Joan Didion published her reasons for writing, echoing George Orwell’s theme through her short essay, “Why I Write.” Good or bad, one arranges words in order to hear what one thinks--some things sound better (or worse) “out loud.” For Didion, writing was her way to explore the pictures in her mind. But who does one write for? Does it matter? Must everything be published? Not really.

A case might be made that a diary is for personal use while a journal is intended for publication; however, in practice, the case might also be made that there is no distinguishing between the two except for the purposes determined or designed by the writer.

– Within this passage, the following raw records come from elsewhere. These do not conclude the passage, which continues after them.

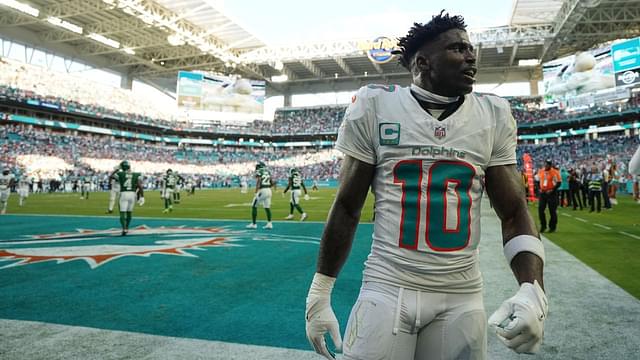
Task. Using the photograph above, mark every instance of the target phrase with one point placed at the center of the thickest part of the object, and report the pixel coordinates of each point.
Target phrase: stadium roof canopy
(152, 40)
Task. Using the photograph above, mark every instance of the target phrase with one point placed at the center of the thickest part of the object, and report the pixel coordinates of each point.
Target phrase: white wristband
(523, 243)
(321, 284)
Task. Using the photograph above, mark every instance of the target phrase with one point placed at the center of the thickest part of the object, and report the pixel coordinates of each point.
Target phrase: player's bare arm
(505, 191)
(519, 321)
(355, 180)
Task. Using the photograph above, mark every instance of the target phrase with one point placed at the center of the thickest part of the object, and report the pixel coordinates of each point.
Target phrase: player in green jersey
(130, 183)
(296, 184)
(263, 196)
(168, 188)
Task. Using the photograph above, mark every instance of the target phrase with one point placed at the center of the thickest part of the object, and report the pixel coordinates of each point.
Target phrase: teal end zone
(251, 293)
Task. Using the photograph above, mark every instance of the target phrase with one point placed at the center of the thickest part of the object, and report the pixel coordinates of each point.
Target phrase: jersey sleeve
(505, 138)
(355, 135)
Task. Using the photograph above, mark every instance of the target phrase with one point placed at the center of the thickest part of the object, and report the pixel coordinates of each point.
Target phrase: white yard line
(602, 226)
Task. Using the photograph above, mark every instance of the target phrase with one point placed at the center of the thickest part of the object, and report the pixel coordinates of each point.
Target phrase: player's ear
(420, 63)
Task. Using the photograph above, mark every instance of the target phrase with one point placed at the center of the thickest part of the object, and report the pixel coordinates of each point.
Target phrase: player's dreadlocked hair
(419, 34)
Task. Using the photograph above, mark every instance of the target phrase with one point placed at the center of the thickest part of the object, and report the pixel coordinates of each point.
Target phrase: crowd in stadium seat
(34, 84)
(25, 81)
(52, 153)
(321, 119)
(555, 113)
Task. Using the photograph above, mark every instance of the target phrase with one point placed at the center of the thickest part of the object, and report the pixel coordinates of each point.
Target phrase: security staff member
(549, 183)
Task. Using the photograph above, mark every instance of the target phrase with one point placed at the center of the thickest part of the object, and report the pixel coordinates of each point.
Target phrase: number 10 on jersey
(447, 203)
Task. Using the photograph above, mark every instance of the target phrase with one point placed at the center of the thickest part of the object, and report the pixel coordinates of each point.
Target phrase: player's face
(448, 64)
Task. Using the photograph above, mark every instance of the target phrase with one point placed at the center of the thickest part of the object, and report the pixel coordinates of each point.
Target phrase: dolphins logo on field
(97, 247)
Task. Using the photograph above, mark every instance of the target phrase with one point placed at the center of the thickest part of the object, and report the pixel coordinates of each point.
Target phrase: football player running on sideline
(295, 183)
(114, 193)
(426, 150)
(6, 182)
(23, 189)
(168, 187)
(130, 183)
(85, 186)
(179, 181)
(634, 163)
(262, 196)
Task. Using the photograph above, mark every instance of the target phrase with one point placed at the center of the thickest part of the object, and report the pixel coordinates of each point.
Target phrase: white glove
(320, 317)
(519, 321)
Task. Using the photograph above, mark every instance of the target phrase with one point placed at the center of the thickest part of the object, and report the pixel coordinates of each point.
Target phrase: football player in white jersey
(428, 151)
(6, 181)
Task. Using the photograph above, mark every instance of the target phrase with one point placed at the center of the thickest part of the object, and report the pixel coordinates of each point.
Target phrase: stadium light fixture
(64, 24)
(528, 62)
(279, 78)
(22, 7)
(175, 40)
(104, 40)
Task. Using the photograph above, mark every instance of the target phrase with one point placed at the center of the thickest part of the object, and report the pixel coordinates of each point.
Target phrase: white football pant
(391, 323)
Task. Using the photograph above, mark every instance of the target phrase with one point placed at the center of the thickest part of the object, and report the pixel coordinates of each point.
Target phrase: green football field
(606, 241)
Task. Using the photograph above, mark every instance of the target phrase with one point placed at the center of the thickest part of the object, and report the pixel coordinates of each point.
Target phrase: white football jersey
(428, 183)
(5, 181)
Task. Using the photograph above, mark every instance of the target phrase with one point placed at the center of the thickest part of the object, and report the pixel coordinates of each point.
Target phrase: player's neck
(437, 106)
(432, 100)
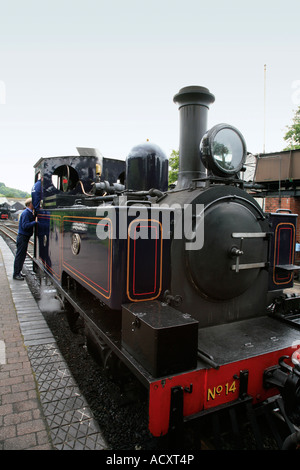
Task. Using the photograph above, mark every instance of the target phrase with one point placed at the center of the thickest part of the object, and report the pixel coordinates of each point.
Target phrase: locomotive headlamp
(223, 150)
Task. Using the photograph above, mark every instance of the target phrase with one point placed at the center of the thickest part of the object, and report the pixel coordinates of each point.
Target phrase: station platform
(41, 406)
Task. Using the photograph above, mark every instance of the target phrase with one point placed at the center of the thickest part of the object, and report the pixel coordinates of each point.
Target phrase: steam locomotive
(185, 286)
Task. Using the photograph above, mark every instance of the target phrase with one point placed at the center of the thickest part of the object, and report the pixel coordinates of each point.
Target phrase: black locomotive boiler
(186, 284)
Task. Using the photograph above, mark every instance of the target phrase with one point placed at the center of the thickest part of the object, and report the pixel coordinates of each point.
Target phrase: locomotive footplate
(163, 339)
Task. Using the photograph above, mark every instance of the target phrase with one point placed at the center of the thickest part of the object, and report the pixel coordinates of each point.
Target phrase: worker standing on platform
(26, 223)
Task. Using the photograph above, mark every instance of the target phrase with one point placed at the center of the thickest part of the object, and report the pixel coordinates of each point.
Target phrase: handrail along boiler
(204, 325)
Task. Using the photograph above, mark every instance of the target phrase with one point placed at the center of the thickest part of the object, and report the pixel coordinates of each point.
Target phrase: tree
(174, 165)
(292, 135)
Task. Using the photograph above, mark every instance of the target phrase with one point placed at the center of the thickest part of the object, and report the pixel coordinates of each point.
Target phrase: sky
(103, 74)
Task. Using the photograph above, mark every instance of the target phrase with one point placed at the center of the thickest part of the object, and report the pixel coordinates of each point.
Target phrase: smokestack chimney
(193, 104)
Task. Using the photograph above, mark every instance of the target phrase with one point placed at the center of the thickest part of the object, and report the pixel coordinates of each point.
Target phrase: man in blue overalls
(26, 223)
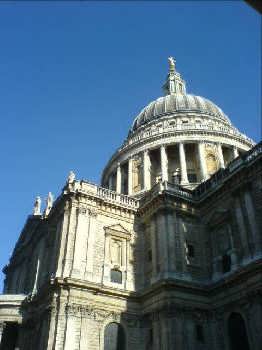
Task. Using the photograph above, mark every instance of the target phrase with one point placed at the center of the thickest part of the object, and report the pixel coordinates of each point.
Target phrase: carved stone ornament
(37, 206)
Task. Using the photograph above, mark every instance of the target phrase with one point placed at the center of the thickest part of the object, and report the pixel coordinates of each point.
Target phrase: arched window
(237, 332)
(116, 276)
(114, 338)
(211, 164)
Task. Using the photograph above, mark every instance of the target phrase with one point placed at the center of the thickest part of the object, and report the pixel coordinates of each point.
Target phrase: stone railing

A journal may be intensely personal, where the author wrestles “out loud” over issues, makes resolutions, works out a plan. A diary may merely be the record of days, “what” happened “when” and “where.” For some, writing can be an intensely spiritual exercise.

The beginning of this series introduced Jonathan Edwards and Benjamin Franklin’s exploration into virtue; that is, living as a holistic man. A common practice of their day was to not only make resolutions but to also keep a written record of events, some personal and others professional. David Brainerd, a New Englander close to Edwards kept a journal but his intent was to publish his writing. Edwards used his journal for personal examination. Interestingly, those who seek publication would not not have readily done so without the aid (directly or indirectly) of Franklin, who kept personal records of his own--not including his autobiography.

In conclusion, writing comes with ease the more one tries. Even if you copy to get the feel. Accept the challenge to fill a page with what’s on your mind. Should the subject changes as you write, don't stop. Just keep going and watch what happens.